Caliber: .308/7.62 X 51mm NATO 
Barrel: 20" Triple lapped, Ceramic Coated AISI 416R Stainless Steel Match, Threaded 5/8x24 
Rifling Twist: RH 1:11.25" 150-175 Grain Ammo 
Muzzle Device: Flash Suppressor 
Front Sight Base: Quad Picatinny Rail Handguard 
Upper Receiver: Forged Flattop with Picatinny Rail & Laser Engraved Rail Numbering 7175-T74 Aluminum 
Lower Receiver: 7175-t73 Aluminum (forged) 
Trigger: National Match two stage - 1st stage 2.5 lbs - 2nd stage 4.5-5 lbs 
Stock: Magpul UBR 
Overall Length: 44.5" 
Weight: 14 lbs 
Accuracy: 1 MOA 
Included with Rifle: One 10 Round Magazine, One 20 Round Magazine, USMC Quick Adjustable Sling, Sling Swivel Mount, Owners Manual, Limited Lifetime Warranty


----------



## Fishbone Jones (6 May 2010)

These rifles will be subject to Homeland Security, BATF and ITAR rulings. Near impossible to get exported from there and imported here. By the time your done the paperwork and possible multi year wait, you'll likely be doubling the cost, if you can find an exporter. You could build one cheaper and quicker. Don't forget also, all AR variants are classed Restricted in Canada. So approved ranges only, if you have an RPAL, (L)ATT, registration, 5 round mag, blah, blah........................


----------



## 1feral1 (6 May 2010)

Gone are the good ole days. I purchased an AR-15 SP1 from the Roosevelt County Sherrif's Department in Froid Montana back in 1978 for $290 USD. Yes it was restricted then too, had my FAC, and a 'permit to transport' from Regway Saskatchewan to home, thence to the RPS in Regina for registration. Had to pay duty on it. No big deal. Later the Torries had the AR-15 de-registered until the Libs brought it back on the list in the early 1990's.

How times havea changed.

OWDU


----------



## Crapgame (6 May 2010)

Frack!  You guys can't even kit up to practice on your own dime.....God forbid you'd want to be the best Rifleman (or Woman) you can, for the Crown.


----------



## Loachman (6 May 2010)

Yup. Some things really suck here.

I've spent far more time and money fighting successive rounds of ever-increasingly stupid anti-firearms legislation than I have spent shooting and buying such pretty toys over more than thirty years.

And I bought my AR in September 1975 for $325.00 in London, Ontario, before that wretch Trudeau restricted it.

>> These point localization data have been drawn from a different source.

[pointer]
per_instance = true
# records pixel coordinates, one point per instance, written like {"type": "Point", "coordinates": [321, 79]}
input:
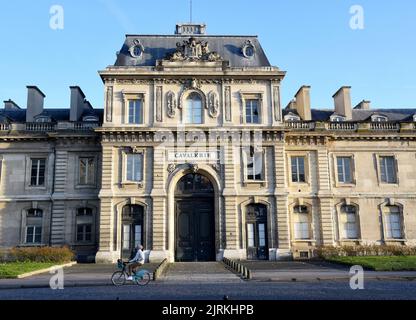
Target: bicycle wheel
{"type": "Point", "coordinates": [142, 278]}
{"type": "Point", "coordinates": [118, 278]}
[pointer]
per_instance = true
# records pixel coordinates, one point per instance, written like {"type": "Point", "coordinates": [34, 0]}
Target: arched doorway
{"type": "Point", "coordinates": [132, 230]}
{"type": "Point", "coordinates": [194, 219]}
{"type": "Point", "coordinates": [257, 238]}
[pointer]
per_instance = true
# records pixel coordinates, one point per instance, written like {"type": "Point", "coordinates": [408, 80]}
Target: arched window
{"type": "Point", "coordinates": [302, 218]}
{"type": "Point", "coordinates": [34, 218]}
{"type": "Point", "coordinates": [132, 229]}
{"type": "Point", "coordinates": [85, 223]}
{"type": "Point", "coordinates": [350, 223]}
{"type": "Point", "coordinates": [257, 237]}
{"type": "Point", "coordinates": [393, 225]}
{"type": "Point", "coordinates": [193, 109]}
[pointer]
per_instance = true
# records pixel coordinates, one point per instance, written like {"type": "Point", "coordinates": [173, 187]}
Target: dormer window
{"type": "Point", "coordinates": [291, 117]}
{"type": "Point", "coordinates": [90, 119]}
{"type": "Point", "coordinates": [43, 119]}
{"type": "Point", "coordinates": [337, 118]}
{"type": "Point", "coordinates": [379, 118]}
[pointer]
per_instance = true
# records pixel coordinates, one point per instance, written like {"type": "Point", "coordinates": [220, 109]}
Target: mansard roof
{"type": "Point", "coordinates": [399, 115]}
{"type": "Point", "coordinates": [19, 116]}
{"type": "Point", "coordinates": [157, 47]}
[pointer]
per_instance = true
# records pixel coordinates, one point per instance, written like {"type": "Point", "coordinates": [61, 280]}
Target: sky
{"type": "Point", "coordinates": [312, 40]}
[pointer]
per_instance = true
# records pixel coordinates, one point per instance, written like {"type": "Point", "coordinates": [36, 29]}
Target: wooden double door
{"type": "Point", "coordinates": [195, 230]}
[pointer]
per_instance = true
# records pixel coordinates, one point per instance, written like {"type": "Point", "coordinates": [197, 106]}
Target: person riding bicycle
{"type": "Point", "coordinates": [136, 262]}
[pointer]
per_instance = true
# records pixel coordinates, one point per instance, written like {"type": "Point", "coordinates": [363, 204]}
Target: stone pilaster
{"type": "Point", "coordinates": [58, 206]}
{"type": "Point", "coordinates": [106, 252]}
{"type": "Point", "coordinates": [282, 214]}
{"type": "Point", "coordinates": [159, 206]}
{"type": "Point", "coordinates": [232, 245]}
{"type": "Point", "coordinates": [325, 200]}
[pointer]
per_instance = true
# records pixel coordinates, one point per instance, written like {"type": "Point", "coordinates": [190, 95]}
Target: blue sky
{"type": "Point", "coordinates": [311, 40]}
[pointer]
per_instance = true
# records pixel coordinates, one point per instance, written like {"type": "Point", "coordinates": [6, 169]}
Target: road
{"type": "Point", "coordinates": [332, 290]}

Until that sad day, I used to sling it on my back with a set of US Vietnam-era cotton webbing and several hundred rounds and bike out to the local gravel pit for an afternoon of noisy and expensive pleasure with friends.


----------



## Crapgame (6 May 2010)

Anybody know scope 3RCR employs on theirs?  A Leupold Mk4 3.5-10x  M2 in Flat Dark Earth?





Add a Larue SPR Mount, some Black Hills 168gr Match, and any terrorist acting out in an antisocial manner within 1100meters is toast......Or 1300m for you guys....

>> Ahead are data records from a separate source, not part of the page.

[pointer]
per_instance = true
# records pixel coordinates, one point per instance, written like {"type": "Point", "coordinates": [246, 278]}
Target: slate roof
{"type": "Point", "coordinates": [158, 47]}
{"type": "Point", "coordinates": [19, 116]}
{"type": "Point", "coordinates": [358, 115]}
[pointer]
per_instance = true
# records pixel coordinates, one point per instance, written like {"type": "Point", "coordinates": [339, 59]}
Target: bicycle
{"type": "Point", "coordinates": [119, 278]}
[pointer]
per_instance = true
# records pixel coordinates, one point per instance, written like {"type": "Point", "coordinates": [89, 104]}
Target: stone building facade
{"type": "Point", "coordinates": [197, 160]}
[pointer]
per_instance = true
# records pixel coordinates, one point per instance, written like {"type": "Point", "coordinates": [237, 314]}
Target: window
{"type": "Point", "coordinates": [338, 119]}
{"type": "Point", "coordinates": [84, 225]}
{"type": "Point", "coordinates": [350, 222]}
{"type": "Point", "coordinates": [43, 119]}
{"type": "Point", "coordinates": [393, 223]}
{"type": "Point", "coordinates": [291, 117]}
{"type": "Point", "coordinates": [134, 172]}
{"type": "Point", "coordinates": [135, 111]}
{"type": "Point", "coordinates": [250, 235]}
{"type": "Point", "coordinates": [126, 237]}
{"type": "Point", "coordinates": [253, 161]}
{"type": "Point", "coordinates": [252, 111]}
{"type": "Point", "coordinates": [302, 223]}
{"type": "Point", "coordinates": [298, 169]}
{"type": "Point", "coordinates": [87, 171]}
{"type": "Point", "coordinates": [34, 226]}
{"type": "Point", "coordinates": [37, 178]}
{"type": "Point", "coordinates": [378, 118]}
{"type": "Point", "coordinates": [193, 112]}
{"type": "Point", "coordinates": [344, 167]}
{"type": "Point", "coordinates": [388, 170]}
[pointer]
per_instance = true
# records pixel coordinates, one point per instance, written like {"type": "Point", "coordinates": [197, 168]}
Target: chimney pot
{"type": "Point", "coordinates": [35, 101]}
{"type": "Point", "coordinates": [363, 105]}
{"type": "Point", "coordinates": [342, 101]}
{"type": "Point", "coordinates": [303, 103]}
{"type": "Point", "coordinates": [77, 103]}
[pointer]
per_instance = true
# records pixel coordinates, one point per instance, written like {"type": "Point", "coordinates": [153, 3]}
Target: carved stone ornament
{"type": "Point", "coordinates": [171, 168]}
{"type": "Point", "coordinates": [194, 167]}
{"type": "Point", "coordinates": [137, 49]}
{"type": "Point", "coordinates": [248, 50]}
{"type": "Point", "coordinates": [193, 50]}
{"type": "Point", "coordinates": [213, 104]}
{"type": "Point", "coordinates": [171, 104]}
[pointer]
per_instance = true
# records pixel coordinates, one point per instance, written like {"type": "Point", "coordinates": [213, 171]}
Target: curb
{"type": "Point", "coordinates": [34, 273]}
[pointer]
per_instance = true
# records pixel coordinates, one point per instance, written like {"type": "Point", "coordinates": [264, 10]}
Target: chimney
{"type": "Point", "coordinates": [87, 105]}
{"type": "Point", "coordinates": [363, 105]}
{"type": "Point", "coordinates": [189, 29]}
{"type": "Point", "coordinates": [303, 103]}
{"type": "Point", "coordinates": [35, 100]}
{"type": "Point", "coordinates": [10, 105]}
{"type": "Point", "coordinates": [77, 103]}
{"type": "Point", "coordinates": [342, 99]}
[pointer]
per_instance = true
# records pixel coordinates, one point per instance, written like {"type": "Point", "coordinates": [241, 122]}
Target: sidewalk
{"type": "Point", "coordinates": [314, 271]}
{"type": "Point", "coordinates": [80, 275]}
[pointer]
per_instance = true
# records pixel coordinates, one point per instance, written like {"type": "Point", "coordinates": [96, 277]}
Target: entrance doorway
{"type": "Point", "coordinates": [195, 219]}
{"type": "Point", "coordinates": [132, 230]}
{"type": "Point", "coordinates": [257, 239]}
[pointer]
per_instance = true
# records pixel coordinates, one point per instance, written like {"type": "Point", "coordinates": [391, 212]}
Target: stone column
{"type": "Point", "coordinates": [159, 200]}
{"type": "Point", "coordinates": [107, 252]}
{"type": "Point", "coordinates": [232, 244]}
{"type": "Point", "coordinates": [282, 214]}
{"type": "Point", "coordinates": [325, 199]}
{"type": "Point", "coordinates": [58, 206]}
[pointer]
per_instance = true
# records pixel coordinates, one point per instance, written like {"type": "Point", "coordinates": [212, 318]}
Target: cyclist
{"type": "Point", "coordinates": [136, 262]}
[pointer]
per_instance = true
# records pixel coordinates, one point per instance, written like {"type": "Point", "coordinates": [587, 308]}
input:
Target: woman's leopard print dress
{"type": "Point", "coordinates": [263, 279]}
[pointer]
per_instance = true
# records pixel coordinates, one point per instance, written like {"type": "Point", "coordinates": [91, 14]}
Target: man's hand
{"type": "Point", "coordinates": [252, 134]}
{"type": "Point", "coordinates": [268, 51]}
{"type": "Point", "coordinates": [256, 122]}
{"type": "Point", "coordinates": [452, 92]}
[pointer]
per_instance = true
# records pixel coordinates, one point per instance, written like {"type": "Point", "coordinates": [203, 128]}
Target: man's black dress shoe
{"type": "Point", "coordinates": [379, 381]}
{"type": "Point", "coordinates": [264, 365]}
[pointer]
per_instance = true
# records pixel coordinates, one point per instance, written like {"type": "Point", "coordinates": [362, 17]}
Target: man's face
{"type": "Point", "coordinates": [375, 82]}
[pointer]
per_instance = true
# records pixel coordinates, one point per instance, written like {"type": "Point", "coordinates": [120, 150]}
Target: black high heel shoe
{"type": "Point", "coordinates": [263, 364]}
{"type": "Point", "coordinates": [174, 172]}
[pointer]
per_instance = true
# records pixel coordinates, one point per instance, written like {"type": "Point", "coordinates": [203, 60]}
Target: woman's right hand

(Edited by Moderator to remove offensive label.)


----------



## Illegio (21 May 2010)

I'm inclined to take this company's claims of selling "contract overruns" with a grain of salt... There are, in fact, a relative handful of AR-10Ts floating around between the battalions, but they were already well-used when our battalion received them for TF 1-08... nearly two and a half years ago.


----------



## KevinB (25 May 2010)

I don't think any more than 18 where bought for an IOR buy in 2004 ish.

IIRC the guns had 3-12 S&B's, same as the (again very few) C7CT's (I swore it was a 4-16 S&B, but I went looking through pics I took and this appears to be the 3-12).



Most companies when they try to move old stock that is not selling, claim it is contract overrun...


----------